5. **Fragile PRD ↔ code linkage.** PRD §158 claims Phase 19 closed the playbook write-only gap; no audit verifies. The staffing-prd-drift-report should run an inference-style claim verification against PRD claims, not unlike the auditor's pr_audit but with PRD as the source.
6. **`workers_500k_v8` is the embedded corpus the LLM sees.** If it carries PII without masking, the LLM has been seeing PII. Auditing the corpus content (not just the SQL views) is required.
7. **64 playbook_lessons + 44 scenarios = ~108 RAG candidates.** Plenty for a staffing_answers corpus, but PII filtering must apply before vectorization. Currently lessons may contain worker names ("Susan X. Ruiz double-booked").

---

## 10. Recommended integration points (where consumer code attaches)

1. **Staffing audit script** at `scripts/staffing/audit.ts` reads from existing distillation outputs:
   - `data/scored-runs/` (filter to task_id starting `permit:` or `scenario:`)
   - `exports/quarantine/*.jsonl` (any staffing-specific quarantines)
   - `reports/distillation/<latest>/summary.json` (cross-reference)

2. **Reuse Phase 5 receipts harness** — staffing audit writes a `StageReceipt` matching the existing schema, with a new `stage` value (extend the enum to `"staffing-audit"` only after schema-version bump if needed; otherwise use the existing reserved `"index"` slot or just write a parallel manifest under `reports/staffing/`).

3. **Reuse Phase 1 schemas** — RagSample, SftSample, PreferenceSample work for staffing data without modification. The `tags` array can carry `task:staffing.fill` to keep the corpus self-tagged.

4. **Reuse Phase 7 replay** — `./scripts/distill replay --task "fill 2 welders in Toledo OH"` already works; just feed it from synthetic FillRequest payloads.

5. **Reuse Phase 8 audit-full** — its drift baseline tracks distillation metrics; staffing audit gets its OWN baseline file at `data/_kb/staffing_audit_baselines.jsonl`.

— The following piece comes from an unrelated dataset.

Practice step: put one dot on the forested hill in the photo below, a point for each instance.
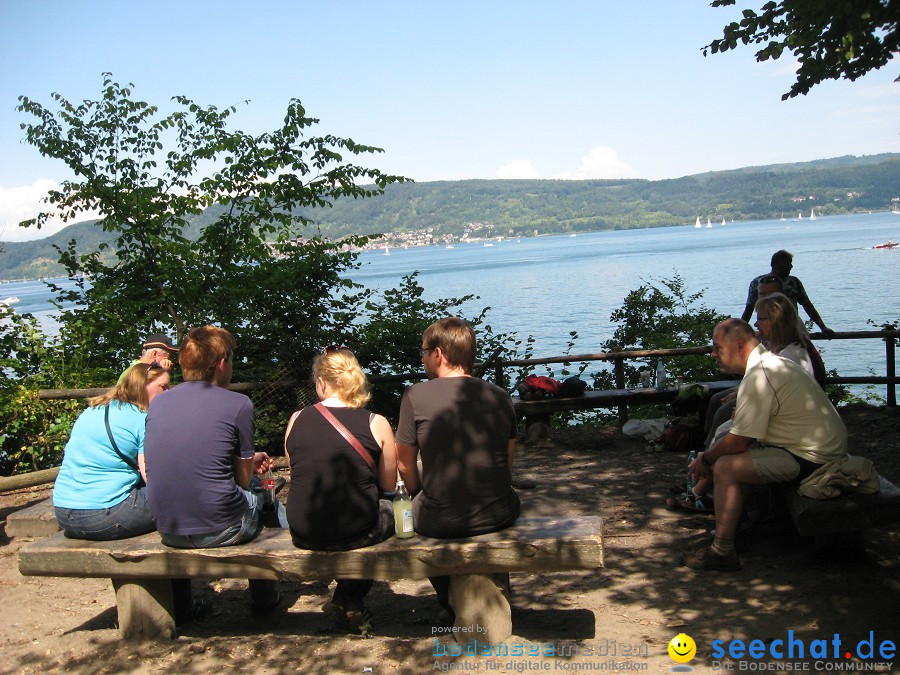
(528, 207)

6. **Schema invariants for staffing**:
   - every candidate_id in candidates.parquet appears in workers_500k.parquet OR is documented as "candidate-distinct-from-worker"
   - every status value in candidates.parquet is in a known enum
   - every email in workers/candidates is masked when it reaches the LLM (audit by inspecting prompt traces in Langfuse)

---

## 11. What this document is NOT

- Not a green-light to start staffing audit implementation. The spec is explicit: synthetic-data gap report next, THEN J reviews, THEN code.
- Not an audit itself. This is the inventory — the audit's first run will surface findings.
- Not a redesign of staffing data shapes. The fragmentation is documented for the gap report; reshape decisions are J's call, not this recon's.
- Not a modification of the distillation v1.0.0 substrate. Per spec: "DO NOT modify the completed distillation pipeline unless a blocking integration bug is found."

---

## 12. Phase 1 readiness checklist

Before staffing implementation starts, the following must be true:

- [x] Recon doc exists (this file)
- [ ] Synthetic-data gap report exists (next)
- [ ] J reviews both before any code change
- [ ] J approves audit scope + first invariants

Phase 1 is unblocked only after the gap report is reviewed.